When loading and saving XML data using FromXml() and ToXml() in C++, the data should be in the local C++ code page. If this is not the case then you may get the error 'Error - not well-formed (invalid token) at line x'.
This may be resolved by building the application as Unicode, or by using FromXmlStream() and ToXmlStream() which deal with Binary Data and converting the data yourself.
Xml documents can be encoded using a number of different encodings. The type of encoding is indicated using the encoding tag in the document header (i.e. <?xml version="1.0" encoding="UTF-8"?>).
Writing an XML document to file
When an XML document is persisted as a file, it is safer to consider it in terms as of a stream of bytes as opposed to stream of characters. When an XML document is serialized to a file, an encoding is applied to it. The resulting file will then be correctly encoded given the encoding applied.
- If a Unicode encoding is applied, the resulting file is prefixed with the Unicode header 0xFF 0xFE, and will be encoded with 2 bytes per character.
- If a UTF-8 encoding is applied the resulting file will contain a variable number of bytes per character. If this file is then viewed using a tool incapable of decoding UTF-8, then you may see it contains a number of strange characters. If the file is viewed using an UTF-8 compliant application (e.g. IExplorer, Notepad on Win2000 onwards, Visual Studio .Net) then the XML Document will appear with the correct characters (if characters are corrupted or misrepresented, it should be noted that some fonts do not contain the full UNICODE set)
Turning an XML document a string
When an XML document is created from a generated class using ToXml (ToXml returns a string). The string returned is encoded as Unicode (except in C++ non-debug builds), however the XML document header does not show any encoding (<?xml version="1.0"?>).

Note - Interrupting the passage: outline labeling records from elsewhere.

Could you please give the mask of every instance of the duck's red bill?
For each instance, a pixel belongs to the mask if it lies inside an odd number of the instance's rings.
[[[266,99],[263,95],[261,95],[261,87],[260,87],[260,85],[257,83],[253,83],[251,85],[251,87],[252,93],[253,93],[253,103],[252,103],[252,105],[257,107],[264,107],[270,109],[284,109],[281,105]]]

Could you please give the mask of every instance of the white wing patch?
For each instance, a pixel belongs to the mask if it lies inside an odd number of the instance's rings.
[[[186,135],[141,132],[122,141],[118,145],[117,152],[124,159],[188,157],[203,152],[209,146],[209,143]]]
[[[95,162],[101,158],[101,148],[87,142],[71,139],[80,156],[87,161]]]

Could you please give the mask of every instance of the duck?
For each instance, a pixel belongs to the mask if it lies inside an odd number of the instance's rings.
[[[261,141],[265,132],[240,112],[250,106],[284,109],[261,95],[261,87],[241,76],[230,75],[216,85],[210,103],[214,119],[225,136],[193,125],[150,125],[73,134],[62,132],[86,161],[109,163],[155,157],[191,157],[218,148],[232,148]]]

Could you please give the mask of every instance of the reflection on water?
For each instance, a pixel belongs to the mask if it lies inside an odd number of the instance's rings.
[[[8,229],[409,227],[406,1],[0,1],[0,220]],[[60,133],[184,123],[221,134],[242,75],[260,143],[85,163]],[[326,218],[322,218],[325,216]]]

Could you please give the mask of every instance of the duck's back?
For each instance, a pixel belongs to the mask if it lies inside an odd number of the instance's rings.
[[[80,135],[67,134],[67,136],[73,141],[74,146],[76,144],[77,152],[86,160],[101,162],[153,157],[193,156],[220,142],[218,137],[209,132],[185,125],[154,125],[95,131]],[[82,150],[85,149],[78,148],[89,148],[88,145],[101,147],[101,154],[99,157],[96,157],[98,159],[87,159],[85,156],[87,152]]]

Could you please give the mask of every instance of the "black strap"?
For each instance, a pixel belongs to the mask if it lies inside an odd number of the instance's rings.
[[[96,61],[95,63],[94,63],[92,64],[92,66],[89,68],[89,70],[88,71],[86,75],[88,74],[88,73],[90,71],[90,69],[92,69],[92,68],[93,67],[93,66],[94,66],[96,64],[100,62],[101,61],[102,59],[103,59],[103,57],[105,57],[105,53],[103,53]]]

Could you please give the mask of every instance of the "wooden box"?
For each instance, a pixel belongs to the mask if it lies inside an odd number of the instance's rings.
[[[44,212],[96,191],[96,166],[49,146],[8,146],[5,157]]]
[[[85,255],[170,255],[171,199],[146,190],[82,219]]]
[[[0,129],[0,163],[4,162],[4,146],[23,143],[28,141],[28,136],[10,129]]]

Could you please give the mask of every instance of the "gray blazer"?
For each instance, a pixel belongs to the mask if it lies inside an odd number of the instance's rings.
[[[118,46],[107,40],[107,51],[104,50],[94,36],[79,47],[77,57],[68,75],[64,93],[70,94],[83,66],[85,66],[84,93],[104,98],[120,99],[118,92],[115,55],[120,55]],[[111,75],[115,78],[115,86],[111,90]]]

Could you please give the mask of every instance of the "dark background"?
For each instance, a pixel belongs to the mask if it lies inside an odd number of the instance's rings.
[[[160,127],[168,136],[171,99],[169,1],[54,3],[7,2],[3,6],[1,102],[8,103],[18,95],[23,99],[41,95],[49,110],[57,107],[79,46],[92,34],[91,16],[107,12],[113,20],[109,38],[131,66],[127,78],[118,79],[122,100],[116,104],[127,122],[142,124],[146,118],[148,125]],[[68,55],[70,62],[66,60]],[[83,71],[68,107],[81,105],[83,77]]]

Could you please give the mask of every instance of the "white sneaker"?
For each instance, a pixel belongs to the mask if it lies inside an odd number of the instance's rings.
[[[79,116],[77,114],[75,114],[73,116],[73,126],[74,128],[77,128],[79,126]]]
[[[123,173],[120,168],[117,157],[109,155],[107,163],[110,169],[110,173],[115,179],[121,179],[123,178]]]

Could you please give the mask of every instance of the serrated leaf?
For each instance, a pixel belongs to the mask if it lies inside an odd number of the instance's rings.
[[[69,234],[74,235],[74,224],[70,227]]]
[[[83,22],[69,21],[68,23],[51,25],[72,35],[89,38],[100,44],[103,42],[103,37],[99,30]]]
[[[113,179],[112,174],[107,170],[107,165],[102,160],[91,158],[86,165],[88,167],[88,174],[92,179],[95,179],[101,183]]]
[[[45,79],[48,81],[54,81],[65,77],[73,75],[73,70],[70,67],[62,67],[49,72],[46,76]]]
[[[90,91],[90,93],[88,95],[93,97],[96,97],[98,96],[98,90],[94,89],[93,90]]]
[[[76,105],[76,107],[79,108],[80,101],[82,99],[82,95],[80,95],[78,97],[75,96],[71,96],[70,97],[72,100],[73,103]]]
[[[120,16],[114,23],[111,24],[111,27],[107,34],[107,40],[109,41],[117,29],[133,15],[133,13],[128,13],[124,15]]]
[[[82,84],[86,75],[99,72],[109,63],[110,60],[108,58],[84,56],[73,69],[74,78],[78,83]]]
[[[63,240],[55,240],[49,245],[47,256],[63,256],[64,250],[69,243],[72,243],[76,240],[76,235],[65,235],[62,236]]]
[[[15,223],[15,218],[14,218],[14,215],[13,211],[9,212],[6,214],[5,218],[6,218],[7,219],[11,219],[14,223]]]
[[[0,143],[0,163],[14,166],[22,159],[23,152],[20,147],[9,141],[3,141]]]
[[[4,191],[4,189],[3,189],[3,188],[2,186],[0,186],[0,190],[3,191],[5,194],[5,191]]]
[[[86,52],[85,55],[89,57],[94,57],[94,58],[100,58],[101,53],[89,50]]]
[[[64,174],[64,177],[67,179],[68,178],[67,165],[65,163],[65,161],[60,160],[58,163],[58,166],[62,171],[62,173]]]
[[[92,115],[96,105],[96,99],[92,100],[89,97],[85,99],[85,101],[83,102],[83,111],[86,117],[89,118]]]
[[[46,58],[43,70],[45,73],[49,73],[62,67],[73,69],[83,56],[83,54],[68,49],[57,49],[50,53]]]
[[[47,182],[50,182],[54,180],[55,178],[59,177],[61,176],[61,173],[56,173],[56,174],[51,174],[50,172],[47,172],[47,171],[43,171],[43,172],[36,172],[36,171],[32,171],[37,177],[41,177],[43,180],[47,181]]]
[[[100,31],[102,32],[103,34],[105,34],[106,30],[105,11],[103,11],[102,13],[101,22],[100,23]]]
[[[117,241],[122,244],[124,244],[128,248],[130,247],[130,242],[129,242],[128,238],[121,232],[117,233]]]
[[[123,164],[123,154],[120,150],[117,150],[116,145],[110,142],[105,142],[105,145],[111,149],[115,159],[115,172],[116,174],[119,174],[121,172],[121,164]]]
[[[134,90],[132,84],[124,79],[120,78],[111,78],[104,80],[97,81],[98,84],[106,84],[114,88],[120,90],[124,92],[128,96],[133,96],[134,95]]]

The string returned is Unicode, Unicode is the internal character representation for VB6, .Net & Java, as such if it is written to file or passed to another application, it should be passed as Unicode. If it has to be converted to a 1 byte per character representation prior to this, then data will likely be corrupted if complex characters have been used within the document.
If you need to persist an XML document to a file use ToXmlFile, if you need pass an XML document to another (non-Unicode) application, then should use ToXmlStream.
There is also a problem that commonly occurs in C++ UNICODE applications when dealing with UTF-8 encoded data. If you load a UFT-8 encoded file into a UNICODE application, the temptation is to store it in a UNICODE string (WCHAR*), and the conversion to Unicode is often implicit (part of some string/bstr class). However these conversions typically assume the source string is in the local code page, which is rarely UTF-8, and more frequently ANSI. So when the data is converted to UNICODE, the conversion function does not treat the data as UTF-8, and so does not correctly decode it. This results in a UNICODE string which no longer represents the source.
In these circumstances, it is better to either treat the data as binary or to use the appropriate conversion method - utf8 to Unicode.
Passing an XML document to a ASCII or ANSI application
It is common to want to pass the XML document you have created to a non-Unicode application. If you need to do this then you may look first at ToXml, this will provide you with a UNICODE string, however converting this to an ASCII or ANSI string may cause the corruption of complex characters (you lose information going from 2 bytes to 1 byte per character). You could take the string returned from ToXml, and apply your own UTF-8 encoding, however the encoding attribute in the header (<?xml version="1.0" encoding="UTF-8"?>) would not be present, and the XML parser decoding the document may misinterpret it.
The better solution is to use the ToXmlStream method. This allows you to specify an encoding, and returns a stream of bytes (array of bytes in VB). This byte stream is a representation of the XML Document in the given encoding, containing the correct encoding attribute in the header (<?xml version="1.0" encoding="UTF-8"?>).